Five years into the project, nearly 12,000 MDS patient data have been collected, of 40% of which have come from the database of the Spanish Myelodysplastic Syndromes Group (GESMD), the largest registry of MDS patients in Spain, which chares the vision and values of the HARMONY Alliance.

Leveraging this extraordinary volume of data leads to the generation of new knowledge, thanks to the capabilities of digital tools such as big data or new artificial intelligence (AI) techniques to improve the analytical capacity and increase precision in research. A clear example is the research project to determine prognostic factors that help identify patients with MDS who are most likely to respond to treatment with hypomethylating agents, as well as experiencing a prolonged response duration. The same analysis is conducted for high-risk patients who can receive intensive chemotherapy. But it is not the only one. The Alliance has a significant portfolio of research projects in at a variety of stages of development in other blood-related diseases.

Lead by two Spaniards, Doctor Jesús María Hernández, specialist from the Hematology service at the University Hospital in Salamanca, and Doctor Guillermo Sanz, Clinical Hematology Section Chief at La Fe University Hospital in Valencia, the HARMONY Alliance encompasses the research efforts of over 150 experts in hematologic neoplasms, from more than 80 public-private organizations in 18 European countries.

The pan-European health research hub was revalidated by the European authorities with the approval of the HARMONY PLUS project in October 2020. This second project extends the scope of action of the Alliance to all hematologic neoplasms and studies the blood diseases not included in the HARMONY project, such as myeloproliferative neoplasms (MPN)–including chronic myeloid leukemia (CML), polycythemia vera (PV), essential thrombocythemia (ET), and myelofibrosis (MF)–, lymphoproliferative disorders, including Hodgkin lymphoma (HL), Waldenström's macroglobulinemia, and others. GMV, as the project’s technology partner, revalidates the trust of the Alliance to accelerate, through the use of big data, the development of more effective treatments for the clinical approach to patients with blood cancers.

First European map of blood tumors

As Dr. Sanz explains, “with the HARMONY big data platform developed by GMV Alliance researchers can draw the first European map of blood tumors, using the harmonization of shared data, guaranteeing the protection and privacy of patients at all times.”

The end goal of the HARMONY Alliance is to reduce the development and market times for new treatments and innovative medicines, to apply precision medicine and move forward toward achieving personalized therapies. “We have achieved a sufficiently broad sample that includes cases from throughout Europe, which we can use to extract the necessary clinical evidence,” says Hernández, coordinator of the HARMONY consortium. Dr.
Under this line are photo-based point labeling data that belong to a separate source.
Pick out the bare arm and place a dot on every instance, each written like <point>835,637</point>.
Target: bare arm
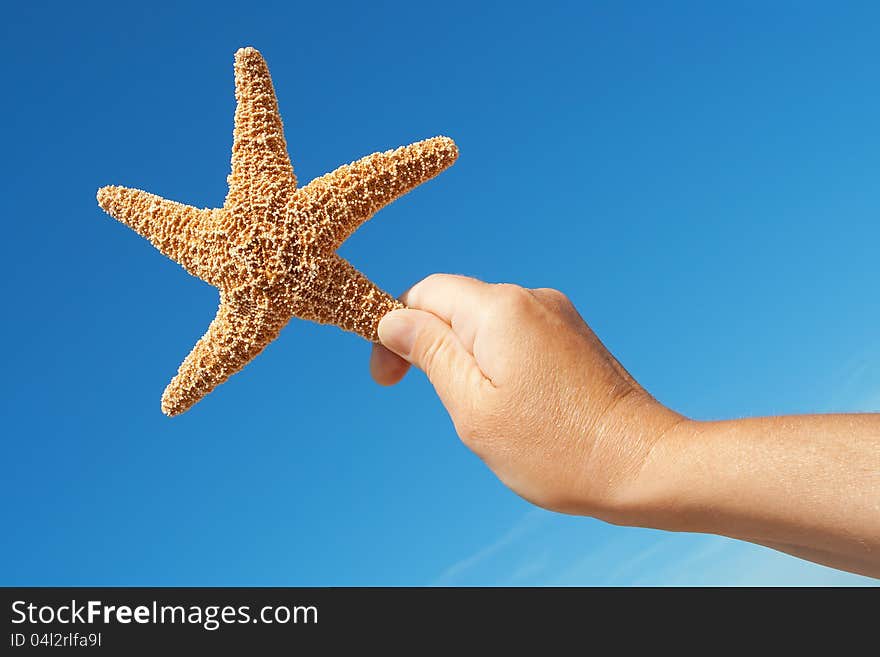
<point>535,394</point>
<point>807,485</point>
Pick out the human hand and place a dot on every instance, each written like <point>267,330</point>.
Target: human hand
<point>530,389</point>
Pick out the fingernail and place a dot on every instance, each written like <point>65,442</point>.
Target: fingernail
<point>397,331</point>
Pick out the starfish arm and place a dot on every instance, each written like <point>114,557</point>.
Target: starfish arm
<point>261,170</point>
<point>246,322</point>
<point>185,234</point>
<point>347,299</point>
<point>342,200</point>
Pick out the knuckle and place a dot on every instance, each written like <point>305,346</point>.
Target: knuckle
<point>512,299</point>
<point>434,350</point>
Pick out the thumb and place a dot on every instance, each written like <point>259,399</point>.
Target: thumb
<point>429,343</point>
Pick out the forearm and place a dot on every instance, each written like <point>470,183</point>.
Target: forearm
<point>807,485</point>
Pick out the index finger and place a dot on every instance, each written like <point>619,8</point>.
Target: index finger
<point>457,300</point>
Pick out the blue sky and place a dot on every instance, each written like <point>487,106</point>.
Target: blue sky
<point>700,178</point>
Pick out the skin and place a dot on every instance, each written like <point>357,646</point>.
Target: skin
<point>536,395</point>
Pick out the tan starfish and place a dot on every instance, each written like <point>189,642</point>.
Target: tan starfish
<point>271,248</point>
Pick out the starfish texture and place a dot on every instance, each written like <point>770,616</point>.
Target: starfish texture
<point>271,248</point>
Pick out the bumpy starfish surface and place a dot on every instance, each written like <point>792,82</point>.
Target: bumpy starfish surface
<point>271,248</point>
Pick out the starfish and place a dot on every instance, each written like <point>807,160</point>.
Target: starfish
<point>271,248</point>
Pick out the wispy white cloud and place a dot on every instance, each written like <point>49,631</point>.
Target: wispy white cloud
<point>527,523</point>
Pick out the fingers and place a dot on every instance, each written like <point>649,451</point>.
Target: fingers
<point>457,300</point>
<point>429,343</point>
<point>386,367</point>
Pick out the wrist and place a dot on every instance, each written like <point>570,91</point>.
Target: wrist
<point>652,496</point>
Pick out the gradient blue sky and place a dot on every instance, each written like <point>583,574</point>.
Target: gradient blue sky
<point>700,178</point>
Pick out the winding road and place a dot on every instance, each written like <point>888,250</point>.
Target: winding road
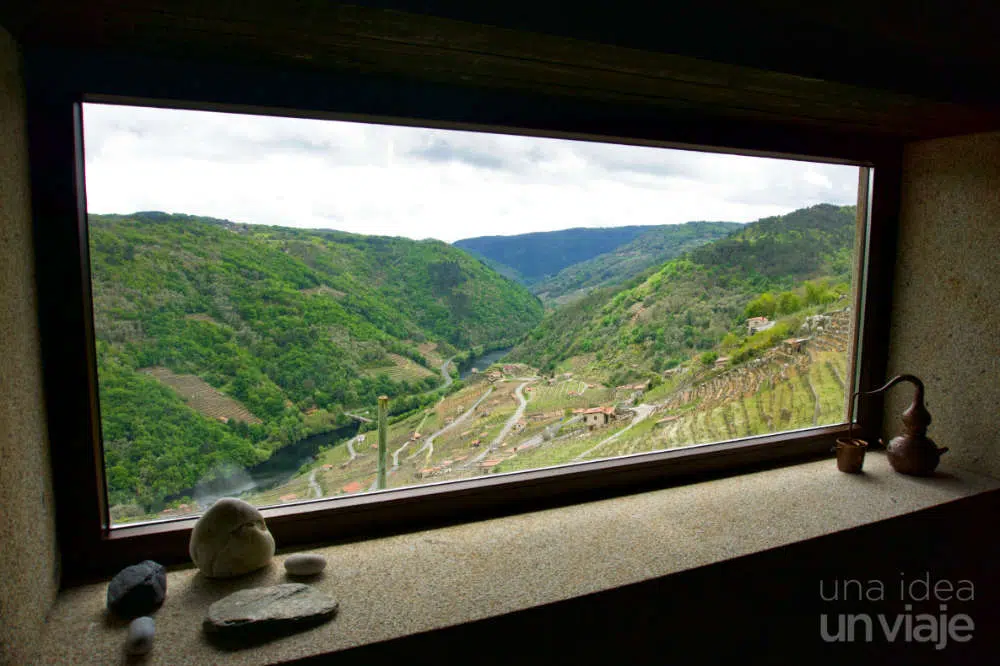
<point>642,412</point>
<point>314,486</point>
<point>507,427</point>
<point>429,443</point>
<point>448,381</point>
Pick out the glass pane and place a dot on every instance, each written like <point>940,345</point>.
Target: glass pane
<point>523,302</point>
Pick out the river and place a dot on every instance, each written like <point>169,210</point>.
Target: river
<point>276,470</point>
<point>480,363</point>
<point>287,461</point>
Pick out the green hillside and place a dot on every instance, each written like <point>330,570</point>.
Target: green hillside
<point>293,326</point>
<point>787,266</point>
<point>652,248</point>
<point>529,258</point>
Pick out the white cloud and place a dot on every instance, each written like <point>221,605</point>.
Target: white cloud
<point>420,183</point>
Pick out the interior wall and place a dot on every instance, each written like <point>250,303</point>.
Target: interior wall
<point>946,307</point>
<point>28,555</point>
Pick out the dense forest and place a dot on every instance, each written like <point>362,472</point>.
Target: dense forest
<point>220,343</point>
<point>649,249</point>
<point>292,326</point>
<point>777,267</point>
<point>529,258</point>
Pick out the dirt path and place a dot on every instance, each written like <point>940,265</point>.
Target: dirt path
<point>508,426</point>
<point>445,374</point>
<point>350,446</point>
<point>429,443</point>
<point>642,412</point>
<point>314,486</point>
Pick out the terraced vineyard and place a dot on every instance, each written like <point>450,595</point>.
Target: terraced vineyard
<point>796,384</point>
<point>203,397</point>
<point>402,369</point>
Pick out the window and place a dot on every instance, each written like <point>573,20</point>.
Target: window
<point>523,302</point>
<point>78,365</point>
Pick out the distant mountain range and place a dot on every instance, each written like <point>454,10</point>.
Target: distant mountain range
<point>559,265</point>
<point>692,303</point>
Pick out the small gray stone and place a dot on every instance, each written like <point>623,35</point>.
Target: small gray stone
<point>140,636</point>
<point>138,589</point>
<point>231,539</point>
<point>304,564</point>
<point>277,609</point>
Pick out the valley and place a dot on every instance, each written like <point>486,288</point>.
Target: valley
<point>236,359</point>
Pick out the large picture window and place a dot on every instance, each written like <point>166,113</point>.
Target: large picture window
<point>525,303</point>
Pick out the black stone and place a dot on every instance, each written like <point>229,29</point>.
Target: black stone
<point>137,590</point>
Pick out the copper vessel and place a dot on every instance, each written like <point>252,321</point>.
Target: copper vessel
<point>913,452</point>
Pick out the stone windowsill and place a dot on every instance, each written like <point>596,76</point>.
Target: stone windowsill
<point>405,584</point>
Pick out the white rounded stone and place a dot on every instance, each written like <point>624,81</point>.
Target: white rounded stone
<point>231,539</point>
<point>140,636</point>
<point>304,564</point>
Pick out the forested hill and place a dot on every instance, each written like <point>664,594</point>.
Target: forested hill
<point>530,257</point>
<point>774,267</point>
<point>295,325</point>
<point>651,248</point>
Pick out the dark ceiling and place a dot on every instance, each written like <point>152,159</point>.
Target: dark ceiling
<point>908,69</point>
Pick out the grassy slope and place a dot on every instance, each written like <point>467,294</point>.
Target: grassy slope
<point>651,248</point>
<point>694,301</point>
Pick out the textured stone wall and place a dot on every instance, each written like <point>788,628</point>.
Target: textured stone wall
<point>28,555</point>
<point>946,307</point>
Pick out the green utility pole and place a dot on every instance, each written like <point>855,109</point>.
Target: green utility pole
<point>383,433</point>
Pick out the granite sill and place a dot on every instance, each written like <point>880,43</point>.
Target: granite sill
<point>410,583</point>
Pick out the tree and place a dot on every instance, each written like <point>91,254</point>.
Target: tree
<point>764,305</point>
<point>789,302</point>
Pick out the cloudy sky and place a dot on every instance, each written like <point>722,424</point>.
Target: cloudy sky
<point>420,183</point>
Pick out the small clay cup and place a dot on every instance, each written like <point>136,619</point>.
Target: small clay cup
<point>851,455</point>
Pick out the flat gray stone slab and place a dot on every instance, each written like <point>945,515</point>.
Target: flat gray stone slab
<point>269,611</point>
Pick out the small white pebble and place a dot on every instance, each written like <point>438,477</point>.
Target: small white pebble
<point>140,635</point>
<point>304,564</point>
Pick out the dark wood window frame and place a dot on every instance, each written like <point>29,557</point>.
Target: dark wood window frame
<point>58,82</point>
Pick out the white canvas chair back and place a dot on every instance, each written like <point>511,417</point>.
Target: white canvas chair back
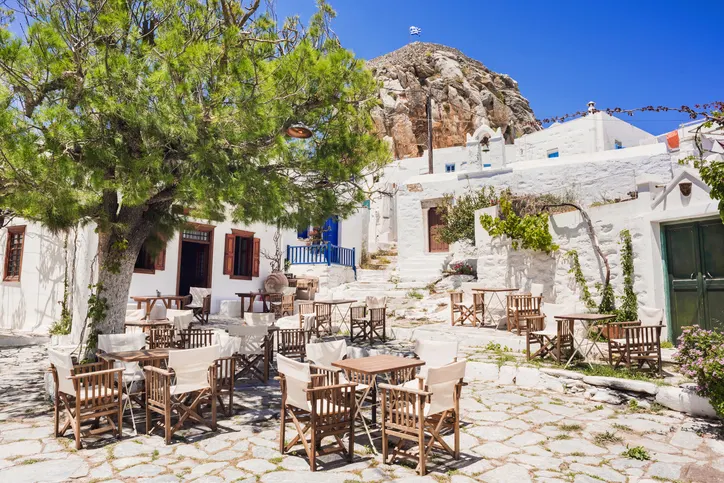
<point>250,338</point>
<point>435,353</point>
<point>536,289</point>
<point>191,367</point>
<point>228,345</point>
<point>63,364</point>
<point>441,383</point>
<point>651,315</point>
<point>551,311</point>
<point>135,315</point>
<point>180,319</point>
<point>325,353</point>
<point>197,296</point>
<point>376,302</point>
<point>124,342</point>
<point>297,377</point>
<point>259,319</point>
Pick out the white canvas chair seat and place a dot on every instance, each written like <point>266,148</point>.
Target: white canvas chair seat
<point>180,319</point>
<point>132,371</point>
<point>191,368</point>
<point>253,318</point>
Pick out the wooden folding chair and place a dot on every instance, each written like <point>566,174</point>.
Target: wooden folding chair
<point>194,338</point>
<point>520,306</point>
<point>638,345</point>
<point>292,342</point>
<point>86,392</point>
<point>460,311</point>
<point>180,390</point>
<point>254,352</point>
<point>161,338</point>
<point>316,411</point>
<point>323,318</point>
<point>408,416</point>
<point>200,303</point>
Sanz, the co-coordinator,  also says that “this initiative will facilitate decision-making at the health and care policy level to offer more effective and safer treatments.” According to Inmaculada Pérez Garro, GMV’s Digital Health Director, digital technology has played a very relevant role in all of this, as “we have been able to guarantee observance of all legislation protecting personal health information and extract extraordinary amounts of information that, without these technologies, would have been impossible to manage.”

Dr. Hernández points out that “to put together the sample we needed to ensure our research offered conclusive results, we undertook a titanic negotiation effort, bringing together all stakeholders involved in treating blood diseases: patient associations, academic institutions, hospitals, the pharmaceutical industry, regulators, evaluators, and healthcare technology companies. With that, we have been able to collect data on over 80,000 patients with different hematologic neoplasms, including the nearly 12,000 related to MDS patients.”

The HARMONY Alliance also seeks to cross European borders and extend the study period: blood diseases are very diverse and some of them require follow-up in excess of 15 years. “We are achieving this in our myeloma database, with an average follow-up of 10 years, making it a unique series,” says Dr. Hernández Rivas. At the same time, “if in the coming years we were able to get the EMA to accept studies like the ones we are conducting in the HARMONY Alliance, it would enable us to conduct trials with new drugs in a single branch that could be compared with the standard, streamlining the availability of new drugs,” Dr. Sanz concludes.